What is a string an array of? If you ask the user, it's an array of characters (...

b2gills · on March 31, 2021

You could do it the way Raku does. It's implementation defined. (Rakudo on MoarVM)

The way MoarVM does it is that it does NFG, which is sort of like NFC except that it stores grapheme clusters as if they were negative codepoints.

If a string is ASCII it uses an 8bit storage format, otherwise it uses a 32bit one.

It also creates a tree of immutable string objects.

If you do a substring operation it creates a substring object that points at an existing string object.

If you combine two strings it creates a string concatenation object. Which is useful for combining an 8bit string with a 32bit one.

All of that is completely opaque at the Raku level of course.

    my $str = "\c[FACE PALM, EMOJI MODIFIER FITZPATRICK TYPE-3, ZWJ, MALE SIGN, VARIATION SELECTOR-16]";

    say $str.chars;        # 1
    say $str.codes;        # 5
    say $str.encode('utf16').elems; # 7
    say $str.encode('utf16').bytes; # 14
    say $str.encode.elems; # 17
    say $str.encode.bytes; # 17
    say $str.codes * 4;    # 20
    #(utf32 encode/decode isn't implemented in MoarVM yet)


    .say for $str.uninames;
    # FACE PALM
    # EMOJI MODIFIER FITZPATRICK TYPE-3
    # ZERO WIDTH JOINER
    # MALE SIGN
    # VARIATION SELECTOR-16

The reason we have utf8-c8 encode/decode is because filenames, usernames, and passwords are not actually Unicode. (I have 4 files all named rèsumè in the same folder on my computer.) utf8-c8 uses the same synthetic codepoint system as grapheme clusters.

dahfizz · on March 26, 2021

> If you ask the machine it's an array of integers

Not sure what you mean by this. A string is an array of bytes, in the way that literally every array is an array of bytes, but its not "implemented" with integers. Its a UTC-encoded array of bytes.

And what is the information that is encoded in those bytes? Codepoints. That's what UTF does, it lets us store unicode codepoints as bytes. There is a reasonable argument that the machine, or at least the developer, considers a string as an array of codepoints.

ChrisSD · on March 26, 2021

UTF-8 is an array of bytes (8 bit integers).
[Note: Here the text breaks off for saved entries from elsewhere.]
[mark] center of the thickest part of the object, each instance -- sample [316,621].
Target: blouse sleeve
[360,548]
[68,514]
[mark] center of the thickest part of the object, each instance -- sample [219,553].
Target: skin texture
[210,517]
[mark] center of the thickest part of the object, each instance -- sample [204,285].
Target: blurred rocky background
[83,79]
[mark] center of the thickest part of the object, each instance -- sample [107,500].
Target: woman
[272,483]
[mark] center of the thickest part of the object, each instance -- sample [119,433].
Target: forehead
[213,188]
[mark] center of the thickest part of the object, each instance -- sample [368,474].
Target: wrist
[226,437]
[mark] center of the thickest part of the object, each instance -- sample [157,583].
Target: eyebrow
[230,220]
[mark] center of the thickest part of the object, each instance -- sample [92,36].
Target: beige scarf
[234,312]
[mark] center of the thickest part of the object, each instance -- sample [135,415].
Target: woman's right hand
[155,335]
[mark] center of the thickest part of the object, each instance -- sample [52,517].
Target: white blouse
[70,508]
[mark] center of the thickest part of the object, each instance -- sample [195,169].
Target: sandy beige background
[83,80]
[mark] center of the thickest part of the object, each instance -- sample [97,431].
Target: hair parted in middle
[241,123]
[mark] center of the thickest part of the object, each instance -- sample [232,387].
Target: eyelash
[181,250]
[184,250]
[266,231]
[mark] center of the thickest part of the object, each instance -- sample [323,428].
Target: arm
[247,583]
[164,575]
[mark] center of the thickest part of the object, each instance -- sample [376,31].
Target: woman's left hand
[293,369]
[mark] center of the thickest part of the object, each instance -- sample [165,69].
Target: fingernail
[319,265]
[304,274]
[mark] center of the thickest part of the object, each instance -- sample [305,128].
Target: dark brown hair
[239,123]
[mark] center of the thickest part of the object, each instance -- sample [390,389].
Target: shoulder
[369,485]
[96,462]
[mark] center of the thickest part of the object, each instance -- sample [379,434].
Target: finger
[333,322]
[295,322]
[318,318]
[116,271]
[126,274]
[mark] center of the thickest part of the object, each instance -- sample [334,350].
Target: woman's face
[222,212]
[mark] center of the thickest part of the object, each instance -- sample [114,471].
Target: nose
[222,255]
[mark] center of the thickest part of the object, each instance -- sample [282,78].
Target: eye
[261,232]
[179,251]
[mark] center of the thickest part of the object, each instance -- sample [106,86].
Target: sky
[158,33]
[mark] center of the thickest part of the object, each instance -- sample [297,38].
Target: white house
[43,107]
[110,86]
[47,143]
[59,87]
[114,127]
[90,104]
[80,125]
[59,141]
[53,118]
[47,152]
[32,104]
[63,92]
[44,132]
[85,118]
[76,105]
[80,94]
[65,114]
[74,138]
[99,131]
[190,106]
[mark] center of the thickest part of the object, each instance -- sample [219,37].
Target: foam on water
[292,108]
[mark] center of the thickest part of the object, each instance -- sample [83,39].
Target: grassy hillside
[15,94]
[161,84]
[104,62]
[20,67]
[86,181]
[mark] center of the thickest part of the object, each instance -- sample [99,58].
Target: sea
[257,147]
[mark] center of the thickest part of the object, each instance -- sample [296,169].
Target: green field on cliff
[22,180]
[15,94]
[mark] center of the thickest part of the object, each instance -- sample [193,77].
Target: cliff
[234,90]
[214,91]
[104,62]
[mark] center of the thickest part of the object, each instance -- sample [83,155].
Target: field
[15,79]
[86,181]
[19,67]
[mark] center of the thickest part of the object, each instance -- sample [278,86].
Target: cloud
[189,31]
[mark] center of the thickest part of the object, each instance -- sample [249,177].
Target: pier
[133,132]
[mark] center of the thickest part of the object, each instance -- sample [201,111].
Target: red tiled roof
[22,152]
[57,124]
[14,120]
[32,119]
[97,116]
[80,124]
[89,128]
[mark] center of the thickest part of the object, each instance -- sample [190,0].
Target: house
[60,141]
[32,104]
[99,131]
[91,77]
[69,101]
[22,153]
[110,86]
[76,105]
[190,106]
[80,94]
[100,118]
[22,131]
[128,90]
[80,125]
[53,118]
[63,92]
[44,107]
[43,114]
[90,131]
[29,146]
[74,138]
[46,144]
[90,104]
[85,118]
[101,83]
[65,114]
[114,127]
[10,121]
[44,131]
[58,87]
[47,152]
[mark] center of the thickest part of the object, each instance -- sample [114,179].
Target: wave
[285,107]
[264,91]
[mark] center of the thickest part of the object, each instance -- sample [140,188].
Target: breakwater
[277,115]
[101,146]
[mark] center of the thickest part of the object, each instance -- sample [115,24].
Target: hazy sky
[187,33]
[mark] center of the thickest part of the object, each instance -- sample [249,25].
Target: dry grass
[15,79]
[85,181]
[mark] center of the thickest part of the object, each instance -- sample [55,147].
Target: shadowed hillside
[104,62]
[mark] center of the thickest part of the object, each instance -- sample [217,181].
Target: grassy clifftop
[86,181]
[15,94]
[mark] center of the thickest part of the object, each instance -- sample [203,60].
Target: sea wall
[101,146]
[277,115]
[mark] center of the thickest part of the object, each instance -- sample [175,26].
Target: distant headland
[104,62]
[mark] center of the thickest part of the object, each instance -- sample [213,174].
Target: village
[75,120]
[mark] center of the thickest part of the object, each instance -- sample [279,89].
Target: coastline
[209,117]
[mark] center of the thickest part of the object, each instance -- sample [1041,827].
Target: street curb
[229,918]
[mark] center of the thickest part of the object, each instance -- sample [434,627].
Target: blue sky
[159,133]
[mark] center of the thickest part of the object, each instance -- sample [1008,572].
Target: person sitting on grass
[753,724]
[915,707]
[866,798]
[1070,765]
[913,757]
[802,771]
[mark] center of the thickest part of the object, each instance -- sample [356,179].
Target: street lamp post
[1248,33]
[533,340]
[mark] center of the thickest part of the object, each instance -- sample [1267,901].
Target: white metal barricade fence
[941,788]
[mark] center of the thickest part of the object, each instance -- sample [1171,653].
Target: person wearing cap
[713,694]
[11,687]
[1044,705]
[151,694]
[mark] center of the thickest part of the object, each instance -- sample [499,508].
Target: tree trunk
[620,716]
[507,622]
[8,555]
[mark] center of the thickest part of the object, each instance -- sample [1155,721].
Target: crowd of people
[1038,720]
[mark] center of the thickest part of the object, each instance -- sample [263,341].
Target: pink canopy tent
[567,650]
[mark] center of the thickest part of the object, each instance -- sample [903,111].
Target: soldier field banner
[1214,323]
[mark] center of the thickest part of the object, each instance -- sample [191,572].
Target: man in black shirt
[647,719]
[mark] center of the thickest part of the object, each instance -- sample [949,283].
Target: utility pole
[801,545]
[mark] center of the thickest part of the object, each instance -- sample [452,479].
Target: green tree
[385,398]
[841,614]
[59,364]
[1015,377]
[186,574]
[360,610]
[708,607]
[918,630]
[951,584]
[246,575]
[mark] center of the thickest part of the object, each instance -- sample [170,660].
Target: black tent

UTF-16 is an array of 16 bit integers.

UTF-32 is an array of 32 bit integers.

The machine doesn't know anything about code points. If you want to index into the array you'll need to know the integer offset.

dahfizz · on March 26, 2021

> The machine doesn't know anything about code points. If you want to index into the array you'll need to know the integer offset.

The machine doesn't know anything about Colors either. But if I defined a Color object, I would be able to put Color objects into an array and count how many Color objects I had. You're being needlessly reductive.

> UTF-8 is an array of bytes (8 bit integers)

UTF-8 encodes a codepoint with 1-4 single-byte code units. The reason UTF-8 exists is to provide a way for machines and developers to interact with unicode codepoints.

Is a huffman code an array of bits? Or is it a list of symbols encoded using bits?

ChrisSD · on March 26, 2021

You seem to be thinking of the abstraction as a concrete thing. A code point is like LLVM IR; an intermediary language for describing and converting between encodings. It is not a concrete thing in itself.

The concrete thing we're encoding is human readable text. The atomic unit of which is the user perceived character.

I'm curious, what use is knowing the number of code points in a string? It doesn't tell the user anything. It doesn't even tell the programmer anything actionable.